It was still dark outside when the car pulled out the front of our hotel to pick us up to take us to the moon. At over 300km away we had to start early on the day trip. Bet you didn't think you could get to the moon and back in a day did you?
Parque Provincial Ischigualasto is one of the many landscapes across Latin America as being 'Valle de la Luna' or valley of the moon. This one which is apparently comparable to Bryce Canyon or Zion and is UNESCO listed. It's located in a desert valley surrounded by two mountain ranges and from the moment we left San Juan we entered that desert.
On the outskirts of town, mist lay amongst the vines of the bodegas and the sun glowed on the surrounding mountains. The 3.5 hour drive might have been boring if not for staring at those constantly changing mountains, in between observing the mate ritual happening in the car.

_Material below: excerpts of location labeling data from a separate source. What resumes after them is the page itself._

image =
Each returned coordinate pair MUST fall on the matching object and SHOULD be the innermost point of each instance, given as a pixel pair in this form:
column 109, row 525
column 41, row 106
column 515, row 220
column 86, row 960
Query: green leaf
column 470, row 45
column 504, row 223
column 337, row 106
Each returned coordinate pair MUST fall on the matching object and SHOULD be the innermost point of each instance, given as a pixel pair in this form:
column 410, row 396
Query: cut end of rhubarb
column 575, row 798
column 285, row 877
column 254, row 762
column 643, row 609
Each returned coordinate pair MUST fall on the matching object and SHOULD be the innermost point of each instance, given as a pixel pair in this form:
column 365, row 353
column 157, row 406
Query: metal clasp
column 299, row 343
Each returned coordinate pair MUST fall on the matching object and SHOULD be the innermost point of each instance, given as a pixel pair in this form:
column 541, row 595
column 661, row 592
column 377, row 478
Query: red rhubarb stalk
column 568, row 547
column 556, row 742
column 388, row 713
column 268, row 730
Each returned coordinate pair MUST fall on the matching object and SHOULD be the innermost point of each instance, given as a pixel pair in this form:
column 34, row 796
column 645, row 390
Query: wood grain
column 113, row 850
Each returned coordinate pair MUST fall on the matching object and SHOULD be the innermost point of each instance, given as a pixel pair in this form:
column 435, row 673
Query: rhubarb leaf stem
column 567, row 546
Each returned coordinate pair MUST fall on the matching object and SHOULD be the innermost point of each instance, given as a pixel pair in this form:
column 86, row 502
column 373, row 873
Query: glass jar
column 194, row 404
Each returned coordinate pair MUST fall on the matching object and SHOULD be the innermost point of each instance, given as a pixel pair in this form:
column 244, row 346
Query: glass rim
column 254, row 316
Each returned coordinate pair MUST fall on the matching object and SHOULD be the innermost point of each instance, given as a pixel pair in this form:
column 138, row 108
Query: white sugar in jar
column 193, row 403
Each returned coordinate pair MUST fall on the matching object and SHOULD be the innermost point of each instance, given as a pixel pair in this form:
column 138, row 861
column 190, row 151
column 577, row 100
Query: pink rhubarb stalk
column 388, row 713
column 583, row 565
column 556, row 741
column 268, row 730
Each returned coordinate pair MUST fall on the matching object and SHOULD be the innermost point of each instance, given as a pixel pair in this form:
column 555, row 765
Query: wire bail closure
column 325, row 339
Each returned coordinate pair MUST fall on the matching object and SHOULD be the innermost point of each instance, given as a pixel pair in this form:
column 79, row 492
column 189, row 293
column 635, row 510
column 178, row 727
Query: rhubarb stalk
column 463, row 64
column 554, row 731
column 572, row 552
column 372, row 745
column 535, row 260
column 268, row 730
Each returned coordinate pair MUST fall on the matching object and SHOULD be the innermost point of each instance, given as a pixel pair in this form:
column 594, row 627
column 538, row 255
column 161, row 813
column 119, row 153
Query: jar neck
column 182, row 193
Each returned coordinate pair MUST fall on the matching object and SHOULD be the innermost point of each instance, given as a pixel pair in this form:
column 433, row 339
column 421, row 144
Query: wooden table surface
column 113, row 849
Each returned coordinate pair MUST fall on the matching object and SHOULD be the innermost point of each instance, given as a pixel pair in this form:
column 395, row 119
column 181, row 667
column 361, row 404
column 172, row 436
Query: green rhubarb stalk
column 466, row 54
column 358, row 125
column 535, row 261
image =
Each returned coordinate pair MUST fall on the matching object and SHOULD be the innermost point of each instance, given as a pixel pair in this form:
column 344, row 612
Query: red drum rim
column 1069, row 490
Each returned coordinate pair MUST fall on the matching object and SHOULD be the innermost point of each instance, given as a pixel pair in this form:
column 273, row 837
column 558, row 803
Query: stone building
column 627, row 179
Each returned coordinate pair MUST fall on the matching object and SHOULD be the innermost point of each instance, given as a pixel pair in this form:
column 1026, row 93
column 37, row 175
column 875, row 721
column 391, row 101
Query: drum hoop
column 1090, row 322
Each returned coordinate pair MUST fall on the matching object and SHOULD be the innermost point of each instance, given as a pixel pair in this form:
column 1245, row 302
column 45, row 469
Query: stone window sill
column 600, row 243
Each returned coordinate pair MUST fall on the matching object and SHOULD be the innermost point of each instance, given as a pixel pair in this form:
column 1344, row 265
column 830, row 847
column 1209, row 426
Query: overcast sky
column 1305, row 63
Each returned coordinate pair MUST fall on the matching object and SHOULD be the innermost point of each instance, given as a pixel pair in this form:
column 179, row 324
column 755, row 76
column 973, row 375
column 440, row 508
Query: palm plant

Our guide had brought his gourd, mate and sugar, while the other two Argentinian girls on the tour bought a Thermos of hot water. They filled up the gourd with mate, put about a teaspoon of sugar on top and then poured the hot water through it. Each of them took turns drinking the gourd dry before it was refilled and passed onto the next person.
We were invited in on the ritual, but decided to pass. While mate isn't my favourite drink, clearly the travel doctor had made me sufficiently paranoid to not want to drink out of the same straw thing as three strangers.
Along the way, semi wild animals roamed along the side of the highway and across it, including horses, goats, rabbits and turkeys. Every now and then we spotted vultures flying high overhead. But the most exciting animal were the Guanacos hanging out just outside of the park gate. One group stood munching on the dry vegetation while further down the road, another pack trotted across the road when they heard the car approaching.
Inside the park, we were surprised to discover that the visit would be in convoy with a group of other vehicles and a park ranger. We had to stick strictly to the road and only stop at the 5 highlights. I hadn't expected such a regimented visit in South America.
As we rounded the corner we had our first view of the whole terrain – red cliffs in the distance ringing a barren, white valley. You could imagine how this looked otherworldly.
Not far down the road was the first stop, where the ranger went into a very long explanation of the region. We understood some of it, but the view towards the cliffs was irresistible so we wandered around the carefully defined area taking photos.
At the first stop, it was the distant view which was remarkable, so we were surprised just how amazing the next stop's foreground was. Apart from the odd dry bush, the rutted ground really did look like the moon, except in various shades of pinks. From the lookout you could see the river that wound it's way through the worn mounds. Seeing that we'd wandered away from the group, our guide came over and explained that the national park is named after this particular formation.
We then drove down into the moonscape to a flat area where we could walk amongst the bare mounds. One of them looked like a sphinx, although I'm positive we weren't the first to recognise it's likeness.
But the main attraction of stop number three was the Cancha de Bochas, the ball table. On the flat plain lay perfectly spherical rocks, arranged as though someone was in the middle of a ball game.
Leaving the lunar landscape we drove up to another formation that were like windows facing the red cliffs.
We then approached the cliffs that had so far been in the distance. Near the base of them, stands the signature formation of the park, El Hongo or mushroom. Against the bright blue sky, the white stone with the red cliffs behind is very striking.
Finally we drove the full length of the cliffs back to the entrance, the red dust of the road filtering through the seals of the car and entering our nostrils. On one side where the red cliffs that looked like they where part of the ancient temple with intricately carved pillars. On the other was the white lunar landscape.
On the way out of the park, our guide spotted a condor eating a dead cow on the side of the road. He stopped and grabbed his camera, but unfortunately it spread it's massive wings and took to the sky.
To break up the 3 hour drive home, we stopped at the shrine of the Difunta Correa, near San Jose. I had only a very vague notion of what exactly the place was all about, as I'd filled it under the 'odd Latin American things' category. And believe me it looked odd.
On the ground next to the car where we pulled up in the messy little town lay a plastic figure of a woman lying with a bare breast where a baby was feeding. Following our guide up the staircase, the posts and beams of the low roof where covered in old licence plates that tinkled in the warm desert wind. On the ground on either side lay little home made houses that reminded me of architectural models.
At the top in the shrine proper the same breastfeeding woman that had lain next to the wheel of our car, was surrounded by candles and images of babies and other breastfeeding women. Our guide explained that she was a woman who together with her baby followed her husband and his regiment during the civil war of the 1800's. But in the desert she ran out of food and water and died. But when she was found, the baby was still nursing at the dead woman's breast. Our guides voice dropped to almost a whisper as he explained that it's believed that is the very spot where she was found.
At the shrine people from all around Argentina come to ask for protection of their houses, cars, assistance during difficult childbirth and miracle cures. On the rest of the drive we spotted shrines all every few kilometres along the road, where bottles of water where left for travellers in need.